Extreme cleanup resolution fervor reaches a fever pitch at the new year. But an important element of cleaning up our acts is often overlooked: we don’t actually know how to do it, not naturally, and we’re not taught neatness in school in fine details as we are other practical topics, even if we’re instructed to do chores at home as children.

Unfuck Your Habitat: You’re Better Than Your Mess, released on Amazon today (Jan. 3), attempts to address tidiness ignorance with easy lessons; daily, weekly and monthly cleaning checklists and challenges; and one simple system. Author Rachel Hoffman calls it the 20/10 and it’s very straightforward: “A 20/10 is 20 minutes of unfucking (cleaning, studying, what have you) followed by a 10-minute break,” she explains.
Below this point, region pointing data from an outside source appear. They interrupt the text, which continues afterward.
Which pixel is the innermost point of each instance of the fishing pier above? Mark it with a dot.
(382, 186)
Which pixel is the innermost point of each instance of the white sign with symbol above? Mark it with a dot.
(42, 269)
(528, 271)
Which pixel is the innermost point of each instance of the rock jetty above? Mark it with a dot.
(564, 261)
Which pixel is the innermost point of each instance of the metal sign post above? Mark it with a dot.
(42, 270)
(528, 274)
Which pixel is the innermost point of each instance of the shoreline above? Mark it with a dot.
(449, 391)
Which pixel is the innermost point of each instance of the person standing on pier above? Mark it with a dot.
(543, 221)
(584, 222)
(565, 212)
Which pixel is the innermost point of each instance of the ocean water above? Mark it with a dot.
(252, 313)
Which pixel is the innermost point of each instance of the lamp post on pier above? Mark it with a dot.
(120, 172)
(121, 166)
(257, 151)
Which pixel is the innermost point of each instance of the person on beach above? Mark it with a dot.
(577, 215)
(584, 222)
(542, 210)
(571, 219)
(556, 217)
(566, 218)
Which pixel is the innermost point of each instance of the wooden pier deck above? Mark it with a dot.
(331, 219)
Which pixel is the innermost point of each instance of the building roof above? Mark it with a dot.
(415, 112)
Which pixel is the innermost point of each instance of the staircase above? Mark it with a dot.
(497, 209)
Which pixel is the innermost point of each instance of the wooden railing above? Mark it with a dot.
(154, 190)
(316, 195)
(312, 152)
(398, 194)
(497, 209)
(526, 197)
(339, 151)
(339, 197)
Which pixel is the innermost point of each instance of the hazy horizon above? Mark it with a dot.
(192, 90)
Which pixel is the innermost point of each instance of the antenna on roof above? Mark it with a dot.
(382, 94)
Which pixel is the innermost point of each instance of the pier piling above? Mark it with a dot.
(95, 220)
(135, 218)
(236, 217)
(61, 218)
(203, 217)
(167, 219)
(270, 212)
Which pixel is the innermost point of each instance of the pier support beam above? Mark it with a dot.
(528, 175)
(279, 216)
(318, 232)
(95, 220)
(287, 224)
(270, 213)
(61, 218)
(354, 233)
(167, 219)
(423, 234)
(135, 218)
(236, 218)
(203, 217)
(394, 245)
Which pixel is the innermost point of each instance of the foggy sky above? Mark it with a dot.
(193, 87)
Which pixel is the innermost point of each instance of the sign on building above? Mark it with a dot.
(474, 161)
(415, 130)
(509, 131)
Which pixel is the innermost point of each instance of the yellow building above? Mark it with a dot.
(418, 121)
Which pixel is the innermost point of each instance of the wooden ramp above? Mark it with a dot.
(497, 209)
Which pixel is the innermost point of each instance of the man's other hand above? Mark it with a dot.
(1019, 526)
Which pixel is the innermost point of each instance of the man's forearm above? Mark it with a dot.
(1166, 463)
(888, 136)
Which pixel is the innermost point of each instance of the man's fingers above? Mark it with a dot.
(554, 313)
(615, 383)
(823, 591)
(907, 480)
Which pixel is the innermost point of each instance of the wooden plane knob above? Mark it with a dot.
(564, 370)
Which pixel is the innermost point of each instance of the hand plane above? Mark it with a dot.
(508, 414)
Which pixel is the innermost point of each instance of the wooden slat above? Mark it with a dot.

It’s not always literally 20 and 10 minutes; “45/15s are the same, only, you know, 45 and 15,” Hoffman says.

The idea behind a ratio—multiple parts drudgery to one part fun—is that it motivates you to do what must be done in small manageable steps. Most notably, Unfuck Your Habitat prohibits cleaning (and other achievement) marathons.

In this sense it stands in stark contrast to the extreme cleaning mode proposed by Mari Kondo in her book The Life-Changing Magic of Tidying Up. Kondo, whose writing is inspiring, makes neatness sound like the easiest way to transform a life, but her lessons are tough. She advises dumping everything you own on the floor in categories—clothing, books, random clutter—touching each item, and asking if it sparks joy (a process that becomes comprehensible only after you spend a few hours caressing t-shirts and sweaters). If not, you toss it.

Hoffman, on the other hand, takes the mild makeover approach. Unfuck Your Habitat is a practical guide on forming habits by taking small steps, incrementally addressing messiness and personal weaknesses. As you reach your goals every day, and you become a neater and more disciplined person while allowing for natural laziness.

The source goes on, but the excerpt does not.